Tim memulai evakuasi pukul 06.00 pagi setelah malam tanpa tidur. Mereka bermalam di lereng dengan kemiringan hampir 45 derajat, tanpa atap atau alas yang memadai. Hanya tiga meter dari posisi jenazah Juliana, mereka bertahan dalam suhu rendah yang menusuk tulang.

Agam menegaskan risiko yang dihadapi sangat tinggi: longsor, hipotermia, dan batuan runtuh bisa terjadi setiap saat. “Kalau malam itu turun hujan, kami semua mungkin sudah mati,” ungkapnya.

Bendera Merah Putih Sebagai Simbol Tanggung Jawab

Salah satu momen yang banyak diperbincangkan netizen adalah saat tim evakuasi membawa bendera Merah Putih ke lokasi penarikan jenazah. Tindakan itu bukan sekadar simbolisme, melainkan bentuk tanggung jawab moral menjaga nama baik Indonesia di mata dunia.

“Kami bawa bendera bukan karena simbol semata, tapi sebagai penghormatan terakhir dan representasi bahwa Indonesia hadir membantu siapapun yang membutuhkan,” kata Agam.

Kritik Netizen dan Klarifikasi Medan Ekstrem

Dalam proses evakuasi yang memakan waktu beberapa hari, sempat muncul kritik dari sebagian warganet yang menilai upaya penyelamatan berlangsung lambat. Namun Agam dengan tegas meluruskan bahwa kondisi medan tak bisa dibandingkan dengan jalur pendakian biasa.

“Banyak yang tidak tahu, medan vertikal seperti itu berbeda sekali. Tidak mungkin kita berlari atau bergerak cepat. Semua langkah harus dihitung dengan akurat,” jelasnya.

Baca Juga: Warga Bangkonol Pandeglang Tolak Sampah dari Tangsel: Kami yang Merasakan Dampak Buruknya

Respon Publik Brazil dan Apresiasi Internasional

Setelah kronologi evakuasi diunggah di berbagai kanal YouTube dan media daring, ribuan komentar simpati datang, terutama dari warga Brazil. Banyak di antaranya mengungkapkan rasa terima kasih mendalam kepada tim penyelamat Indonesia.

Salah satu akun YouTube @seseducation1392 menulis:

“Mental antara hidup dan mati sudah sama bagi mereka. Terima kasih kepada Pak Agam Rinjani dan semua relawan yang sudah mempertaruhkan nyawa demi membantu Juliana.”

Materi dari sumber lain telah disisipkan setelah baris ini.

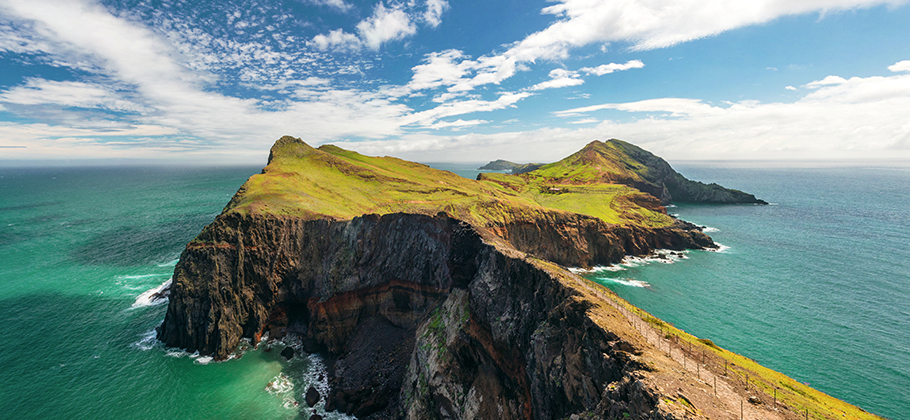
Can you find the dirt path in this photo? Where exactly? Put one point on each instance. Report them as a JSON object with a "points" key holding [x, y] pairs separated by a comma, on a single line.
{"points": [[684, 377]]}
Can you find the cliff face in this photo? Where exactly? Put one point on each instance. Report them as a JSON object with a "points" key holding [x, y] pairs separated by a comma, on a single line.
{"points": [[619, 162], [421, 316]]}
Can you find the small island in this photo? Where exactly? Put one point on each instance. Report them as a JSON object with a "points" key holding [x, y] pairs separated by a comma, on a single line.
{"points": [[435, 296]]}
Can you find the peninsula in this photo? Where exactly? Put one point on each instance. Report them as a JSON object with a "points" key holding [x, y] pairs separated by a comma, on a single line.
{"points": [[436, 296]]}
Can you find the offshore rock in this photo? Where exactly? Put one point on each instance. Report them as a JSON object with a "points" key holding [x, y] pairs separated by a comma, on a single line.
{"points": [[312, 397]]}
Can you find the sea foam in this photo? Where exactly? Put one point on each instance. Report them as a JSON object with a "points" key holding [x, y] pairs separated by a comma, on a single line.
{"points": [[154, 296]]}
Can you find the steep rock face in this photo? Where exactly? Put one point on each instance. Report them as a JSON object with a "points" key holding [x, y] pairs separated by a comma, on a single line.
{"points": [[664, 182], [420, 316]]}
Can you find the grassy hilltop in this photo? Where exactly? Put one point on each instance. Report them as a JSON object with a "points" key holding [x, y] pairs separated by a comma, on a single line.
{"points": [[328, 181]]}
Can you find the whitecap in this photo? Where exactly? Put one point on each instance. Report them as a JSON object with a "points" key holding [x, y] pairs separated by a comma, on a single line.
{"points": [[721, 248], [169, 263], [148, 341], [626, 282], [154, 296], [142, 276], [280, 384], [203, 360]]}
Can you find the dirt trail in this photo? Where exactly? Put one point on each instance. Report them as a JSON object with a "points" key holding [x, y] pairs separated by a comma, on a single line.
{"points": [[691, 382]]}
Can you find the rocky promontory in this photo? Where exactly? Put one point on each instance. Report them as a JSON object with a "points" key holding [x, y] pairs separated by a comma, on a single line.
{"points": [[430, 295]]}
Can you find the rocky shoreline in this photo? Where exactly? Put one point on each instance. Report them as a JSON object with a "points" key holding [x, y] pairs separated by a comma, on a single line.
{"points": [[420, 316]]}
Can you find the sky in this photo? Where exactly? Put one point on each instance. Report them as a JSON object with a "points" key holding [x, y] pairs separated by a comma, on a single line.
{"points": [[217, 82]]}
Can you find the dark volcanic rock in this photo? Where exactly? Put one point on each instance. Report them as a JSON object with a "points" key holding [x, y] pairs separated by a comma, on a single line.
{"points": [[288, 353], [419, 316], [312, 397]]}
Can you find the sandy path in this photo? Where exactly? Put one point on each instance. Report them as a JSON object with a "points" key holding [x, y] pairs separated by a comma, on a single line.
{"points": [[694, 380]]}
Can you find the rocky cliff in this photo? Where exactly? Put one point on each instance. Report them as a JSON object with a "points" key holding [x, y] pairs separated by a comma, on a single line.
{"points": [[421, 316], [451, 303]]}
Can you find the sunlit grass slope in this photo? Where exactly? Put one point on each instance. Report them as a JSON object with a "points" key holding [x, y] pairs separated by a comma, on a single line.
{"points": [[307, 182]]}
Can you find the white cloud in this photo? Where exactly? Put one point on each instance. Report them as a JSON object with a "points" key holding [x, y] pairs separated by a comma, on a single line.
{"points": [[900, 66], [451, 109], [433, 14], [338, 40], [610, 68], [457, 124], [69, 94], [585, 121], [386, 24], [842, 118], [827, 81], [439, 69], [645, 24], [559, 78], [338, 4]]}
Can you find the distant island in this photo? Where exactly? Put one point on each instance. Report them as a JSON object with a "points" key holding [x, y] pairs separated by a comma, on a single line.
{"points": [[435, 296]]}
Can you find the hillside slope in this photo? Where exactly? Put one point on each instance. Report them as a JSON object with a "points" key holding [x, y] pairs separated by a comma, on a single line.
{"points": [[618, 162], [432, 296]]}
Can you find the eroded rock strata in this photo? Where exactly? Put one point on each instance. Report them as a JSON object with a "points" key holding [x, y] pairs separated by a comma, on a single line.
{"points": [[421, 316]]}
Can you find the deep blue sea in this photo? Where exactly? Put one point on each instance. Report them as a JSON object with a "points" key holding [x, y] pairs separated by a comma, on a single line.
{"points": [[816, 285]]}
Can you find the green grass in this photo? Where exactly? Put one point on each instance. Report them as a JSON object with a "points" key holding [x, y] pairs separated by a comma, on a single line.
{"points": [[796, 395], [305, 182]]}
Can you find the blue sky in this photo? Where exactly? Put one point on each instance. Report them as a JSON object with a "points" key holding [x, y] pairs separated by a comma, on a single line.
{"points": [[439, 80]]}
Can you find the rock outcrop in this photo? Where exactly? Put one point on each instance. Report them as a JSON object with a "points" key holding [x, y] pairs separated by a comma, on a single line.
{"points": [[451, 302], [420, 316]]}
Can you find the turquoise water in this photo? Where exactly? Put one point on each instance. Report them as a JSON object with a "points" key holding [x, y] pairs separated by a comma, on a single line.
{"points": [[817, 286], [79, 247]]}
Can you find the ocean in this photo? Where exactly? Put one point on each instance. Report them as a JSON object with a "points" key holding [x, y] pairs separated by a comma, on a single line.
{"points": [[816, 285]]}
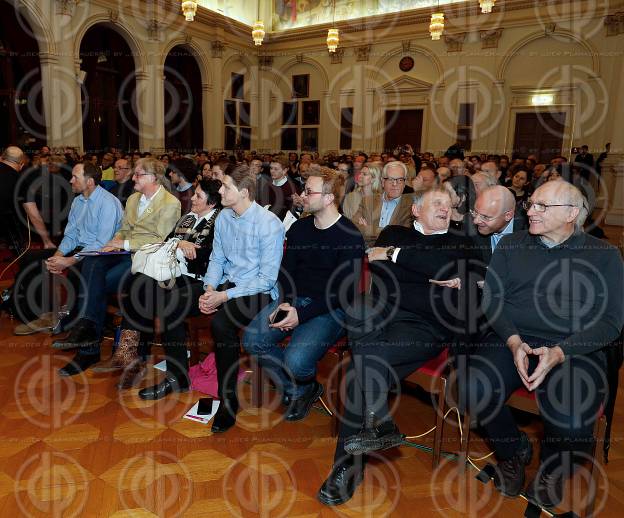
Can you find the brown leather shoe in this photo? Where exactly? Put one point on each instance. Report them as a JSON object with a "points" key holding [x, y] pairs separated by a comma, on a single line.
{"points": [[132, 376], [125, 354]]}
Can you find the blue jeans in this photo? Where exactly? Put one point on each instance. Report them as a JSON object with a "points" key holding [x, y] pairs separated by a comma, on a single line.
{"points": [[103, 275], [294, 366]]}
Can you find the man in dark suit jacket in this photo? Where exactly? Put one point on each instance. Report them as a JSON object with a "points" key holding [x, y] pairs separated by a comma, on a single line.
{"points": [[494, 216]]}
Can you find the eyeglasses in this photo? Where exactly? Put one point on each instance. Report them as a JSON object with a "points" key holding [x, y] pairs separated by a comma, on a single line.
{"points": [[309, 192], [474, 214], [541, 207], [394, 181]]}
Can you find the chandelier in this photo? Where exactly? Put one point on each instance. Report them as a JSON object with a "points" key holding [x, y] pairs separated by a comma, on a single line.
{"points": [[257, 32], [436, 27], [189, 8], [486, 5], [333, 39]]}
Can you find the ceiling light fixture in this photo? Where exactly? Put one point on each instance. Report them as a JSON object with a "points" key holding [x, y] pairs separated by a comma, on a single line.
{"points": [[189, 9], [333, 35], [257, 30]]}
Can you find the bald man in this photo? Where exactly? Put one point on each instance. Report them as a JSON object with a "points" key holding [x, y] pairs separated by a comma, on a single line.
{"points": [[494, 216], [490, 168], [11, 163], [553, 298]]}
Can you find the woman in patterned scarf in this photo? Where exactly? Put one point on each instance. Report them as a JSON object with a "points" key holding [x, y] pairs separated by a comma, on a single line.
{"points": [[145, 300]]}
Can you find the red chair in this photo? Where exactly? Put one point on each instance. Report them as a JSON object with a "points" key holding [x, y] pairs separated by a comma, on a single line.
{"points": [[432, 376]]}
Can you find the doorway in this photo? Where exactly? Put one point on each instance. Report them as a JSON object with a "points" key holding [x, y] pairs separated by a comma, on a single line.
{"points": [[539, 134], [403, 127]]}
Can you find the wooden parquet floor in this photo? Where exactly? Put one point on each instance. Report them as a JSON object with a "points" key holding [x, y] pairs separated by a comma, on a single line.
{"points": [[79, 448]]}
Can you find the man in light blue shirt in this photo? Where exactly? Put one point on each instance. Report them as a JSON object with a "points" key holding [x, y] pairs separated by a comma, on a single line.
{"points": [[494, 216], [94, 217], [241, 279]]}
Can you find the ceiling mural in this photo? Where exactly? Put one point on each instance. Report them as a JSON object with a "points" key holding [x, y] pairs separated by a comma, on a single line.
{"points": [[236, 9], [288, 14]]}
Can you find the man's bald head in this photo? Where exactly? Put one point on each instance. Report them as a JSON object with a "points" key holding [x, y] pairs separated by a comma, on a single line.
{"points": [[490, 168], [13, 157], [494, 209]]}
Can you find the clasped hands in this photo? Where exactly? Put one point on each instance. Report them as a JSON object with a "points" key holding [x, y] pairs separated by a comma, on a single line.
{"points": [[210, 301], [549, 357]]}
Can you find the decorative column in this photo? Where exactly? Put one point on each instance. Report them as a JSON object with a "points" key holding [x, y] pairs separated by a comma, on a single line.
{"points": [[613, 177]]}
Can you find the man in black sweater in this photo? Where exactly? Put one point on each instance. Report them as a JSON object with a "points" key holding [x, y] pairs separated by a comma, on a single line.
{"points": [[319, 275], [414, 312], [554, 301]]}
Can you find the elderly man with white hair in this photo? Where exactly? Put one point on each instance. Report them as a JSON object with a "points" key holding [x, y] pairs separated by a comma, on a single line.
{"points": [[553, 299]]}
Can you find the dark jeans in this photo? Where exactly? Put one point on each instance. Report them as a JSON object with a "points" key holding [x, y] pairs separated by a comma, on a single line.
{"points": [[37, 291], [569, 399], [145, 300], [231, 317], [385, 348], [102, 276], [293, 368]]}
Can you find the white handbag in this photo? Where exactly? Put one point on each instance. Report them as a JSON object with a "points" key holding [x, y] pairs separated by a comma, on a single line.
{"points": [[158, 261]]}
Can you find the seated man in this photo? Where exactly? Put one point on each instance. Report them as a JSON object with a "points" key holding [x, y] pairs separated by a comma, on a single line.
{"points": [[282, 187], [182, 172], [553, 299], [241, 279], [94, 217], [494, 216], [322, 253], [123, 186], [150, 214], [407, 323], [391, 208]]}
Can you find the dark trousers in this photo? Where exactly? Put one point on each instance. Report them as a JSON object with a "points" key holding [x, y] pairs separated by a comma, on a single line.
{"points": [[386, 346], [102, 275], [145, 300], [569, 399], [231, 317], [37, 291]]}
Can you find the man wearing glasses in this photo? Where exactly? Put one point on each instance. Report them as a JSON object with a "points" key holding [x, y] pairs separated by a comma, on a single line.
{"points": [[495, 216], [553, 299], [391, 208]]}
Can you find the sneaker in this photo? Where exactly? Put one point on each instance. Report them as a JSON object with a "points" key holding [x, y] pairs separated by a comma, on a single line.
{"points": [[380, 436], [546, 489], [82, 334], [299, 408], [509, 475]]}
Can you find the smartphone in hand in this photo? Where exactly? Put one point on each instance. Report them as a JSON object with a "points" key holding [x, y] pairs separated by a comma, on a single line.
{"points": [[279, 316]]}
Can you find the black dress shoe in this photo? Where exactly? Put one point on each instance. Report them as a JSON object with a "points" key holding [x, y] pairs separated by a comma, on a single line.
{"points": [[300, 407], [225, 417], [83, 334], [164, 388], [342, 482], [81, 362], [376, 437], [509, 474], [546, 489]]}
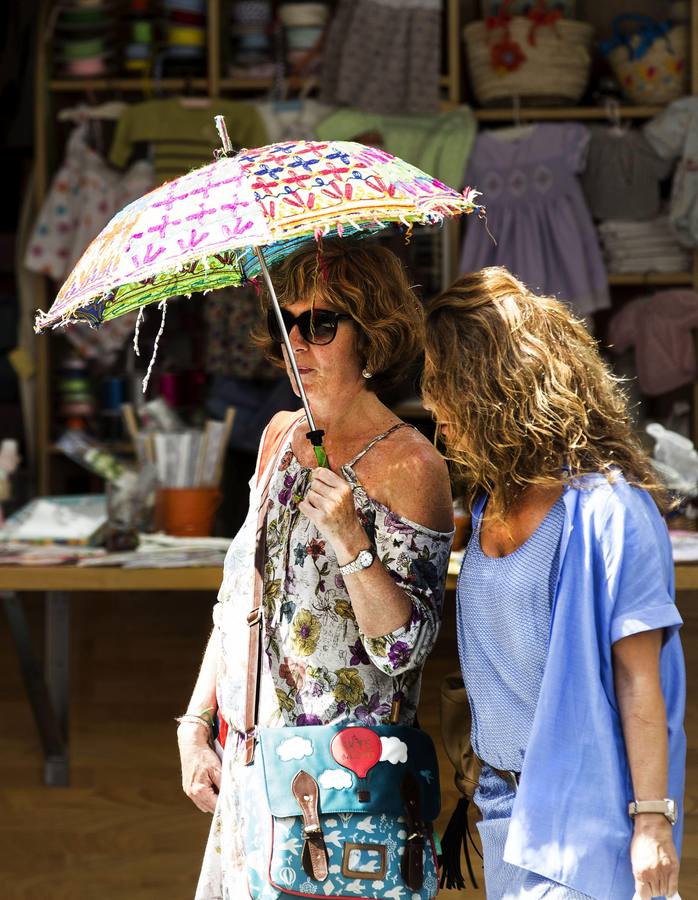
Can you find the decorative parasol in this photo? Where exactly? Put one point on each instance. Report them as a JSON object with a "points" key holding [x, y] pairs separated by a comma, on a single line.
{"points": [[206, 229]]}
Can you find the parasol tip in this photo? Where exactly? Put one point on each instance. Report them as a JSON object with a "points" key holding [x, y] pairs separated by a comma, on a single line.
{"points": [[223, 133]]}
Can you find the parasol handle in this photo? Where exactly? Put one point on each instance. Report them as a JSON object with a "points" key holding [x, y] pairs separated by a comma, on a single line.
{"points": [[315, 435], [224, 136]]}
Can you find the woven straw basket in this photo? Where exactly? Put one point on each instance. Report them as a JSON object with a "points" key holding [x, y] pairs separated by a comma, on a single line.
{"points": [[660, 75], [555, 68]]}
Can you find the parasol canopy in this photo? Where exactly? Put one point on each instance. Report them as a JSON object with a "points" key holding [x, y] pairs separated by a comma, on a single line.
{"points": [[201, 231]]}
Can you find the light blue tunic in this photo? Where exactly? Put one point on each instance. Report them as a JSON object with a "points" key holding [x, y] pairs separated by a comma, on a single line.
{"points": [[503, 625], [569, 821]]}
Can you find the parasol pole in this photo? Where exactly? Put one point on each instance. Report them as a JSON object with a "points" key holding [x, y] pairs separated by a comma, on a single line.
{"points": [[315, 435]]}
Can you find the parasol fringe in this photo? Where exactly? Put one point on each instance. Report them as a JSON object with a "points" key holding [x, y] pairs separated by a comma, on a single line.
{"points": [[137, 332], [163, 306]]}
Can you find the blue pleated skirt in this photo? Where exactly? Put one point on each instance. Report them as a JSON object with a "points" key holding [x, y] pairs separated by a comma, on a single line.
{"points": [[495, 799]]}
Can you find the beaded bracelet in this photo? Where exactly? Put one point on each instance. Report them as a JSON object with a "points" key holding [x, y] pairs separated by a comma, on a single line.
{"points": [[202, 718]]}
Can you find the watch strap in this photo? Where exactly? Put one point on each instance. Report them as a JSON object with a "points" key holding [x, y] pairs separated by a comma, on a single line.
{"points": [[664, 807], [355, 565]]}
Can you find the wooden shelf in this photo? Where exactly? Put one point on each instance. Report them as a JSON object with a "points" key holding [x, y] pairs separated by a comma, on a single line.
{"points": [[508, 113], [121, 448], [652, 278], [137, 85]]}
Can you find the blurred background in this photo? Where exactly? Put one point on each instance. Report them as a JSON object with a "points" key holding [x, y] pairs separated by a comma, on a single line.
{"points": [[578, 122]]}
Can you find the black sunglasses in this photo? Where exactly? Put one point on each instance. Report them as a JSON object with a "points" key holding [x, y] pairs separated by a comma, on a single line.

Refleksi dan Pesan Keselamatan

Kisah ini menjadi pelajaran penting mengenai risiko pendakian gunung yang sering diabaikan oleh pendaki internasional maupun lokal. Tanpa perencanaan matang, kondisi fisik prima, dan mitigasi risiko yang ketat, insiden serupa bisa terulang.

Agam pun menekankan bahwa keselamatan adalah prioritas utama:

“Tidak ada puncak yang lebih berharga dari nyawa.”